First, I think, we start by knowing each other’s names; then by gifting each other; then by working together; and finally by relying on each other. My friend Julie McGalliard is right: the revolution starts with tea parties.
And then there’s the non-immediate neighborhood, but I have fewer ideas about that. As someone who grew up on the poverty line, though, I’m sharply aware that, ceteris paribus, being middle-class makes preparation a hell of a lot easier.
An awful lot of on-the-ground Peak Oil preparation looks like a mixture of voluntary simplicity (debt reduction and old-timey skills-building) and emergency preparation (especially for blackouts). That’s actually, I think, part of the beauty of trying to ready a household for a post-peak world: pretty much anything I do for that is also going to have value in itself.
on 22 Aug 2006 at 2:56 pm 6.Mia said …
Cam:
Fair enough. I could very well have been reading more into the Venezuela comments than were there. (Also, I agree it was an impressive bibliography.)
Admittedly, it’s probably because I’m shoulder deep in looking at a bunch of this in a systemic context, so I find it very difficult to separate out political and cultural issues from other discussions.
When I get my brain back — I’m assured it will happen eventually — I may try writing something about the intersections of social justice, sociopolitics and peak oil.

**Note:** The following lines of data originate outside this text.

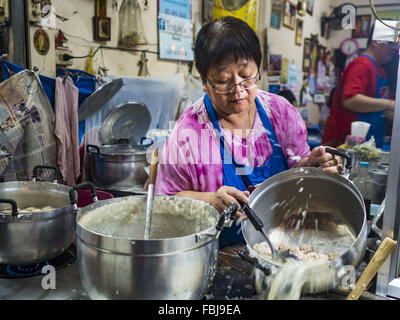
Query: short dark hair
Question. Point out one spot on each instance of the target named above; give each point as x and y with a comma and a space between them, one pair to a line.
223, 37
288, 94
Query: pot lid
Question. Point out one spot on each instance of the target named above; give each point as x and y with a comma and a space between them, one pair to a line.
122, 149
99, 98
129, 121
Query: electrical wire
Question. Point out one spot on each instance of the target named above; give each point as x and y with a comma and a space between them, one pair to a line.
372, 5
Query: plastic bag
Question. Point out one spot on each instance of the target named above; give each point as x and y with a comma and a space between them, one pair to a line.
367, 150
131, 31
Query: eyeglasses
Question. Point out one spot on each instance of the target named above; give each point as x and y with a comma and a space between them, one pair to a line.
246, 84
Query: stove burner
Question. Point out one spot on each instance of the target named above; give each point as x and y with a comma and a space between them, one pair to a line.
62, 261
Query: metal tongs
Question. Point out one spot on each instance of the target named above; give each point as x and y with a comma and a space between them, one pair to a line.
229, 214
258, 225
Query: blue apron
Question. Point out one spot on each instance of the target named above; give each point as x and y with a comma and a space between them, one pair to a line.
376, 119
247, 177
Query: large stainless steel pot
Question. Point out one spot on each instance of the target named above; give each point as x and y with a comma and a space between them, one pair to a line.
28, 238
118, 167
333, 197
124, 268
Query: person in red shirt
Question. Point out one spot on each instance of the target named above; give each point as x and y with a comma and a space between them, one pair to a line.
362, 94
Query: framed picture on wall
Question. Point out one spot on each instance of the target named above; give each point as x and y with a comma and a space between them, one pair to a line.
307, 55
102, 29
101, 8
299, 32
289, 15
302, 7
275, 64
363, 26
310, 6
276, 13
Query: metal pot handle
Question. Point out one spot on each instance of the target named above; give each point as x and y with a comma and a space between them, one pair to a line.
91, 146
146, 145
36, 169
343, 154
123, 141
82, 186
226, 219
13, 205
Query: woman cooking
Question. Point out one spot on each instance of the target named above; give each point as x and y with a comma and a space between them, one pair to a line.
237, 136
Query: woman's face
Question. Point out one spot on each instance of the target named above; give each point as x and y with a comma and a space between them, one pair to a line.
239, 100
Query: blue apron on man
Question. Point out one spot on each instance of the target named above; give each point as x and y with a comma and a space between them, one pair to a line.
248, 177
376, 119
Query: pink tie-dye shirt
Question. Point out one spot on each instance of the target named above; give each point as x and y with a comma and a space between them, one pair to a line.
191, 158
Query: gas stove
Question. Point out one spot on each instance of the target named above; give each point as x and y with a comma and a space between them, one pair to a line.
19, 271
29, 283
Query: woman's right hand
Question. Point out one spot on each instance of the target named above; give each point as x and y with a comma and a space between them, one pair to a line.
225, 196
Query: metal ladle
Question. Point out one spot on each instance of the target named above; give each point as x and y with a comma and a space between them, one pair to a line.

Meanwhile, you really should see that Cuba movie. I can see if I can borrow it from school for you maybe. (That’s where I saw it.)
on 22 Aug 2006 at 3:22 pm 7.Cam Sculpin said …
I’d love to see it. What’s the title?
We may have talked about this already, but have you thought about getting on the waitlist for a spot in the P-Patch next to the University District farmers market? Gardening is fun, at least when it doesn’t involve a pickaxe.
on 22 Aug 2006 at 4:17 pm 8.Mia said …
It’s “The Power of Community: How Cuba Survived Peak Oil” at http://www.communitysolution.org/cuba.html
Gardening (without rocks) really is fun. I had a pretty decent container garden on the balcony of my apartment on Capitol Hill. (I’d grown strawberries and some edible flowers, and fought with the birds over the various lettuces and herbs I had going.) The irony is that, although I’d taken sun exposure on the balcony into account as one of the factors when I bought the Bellevue condo, I didn’t grow anything useful out there when I was there.
I never checked on the one near the Farmers’ Market, but the Peapatch about a block-and-a-half from me had a waiting list of over a year last time I checked.
I really should check again, though.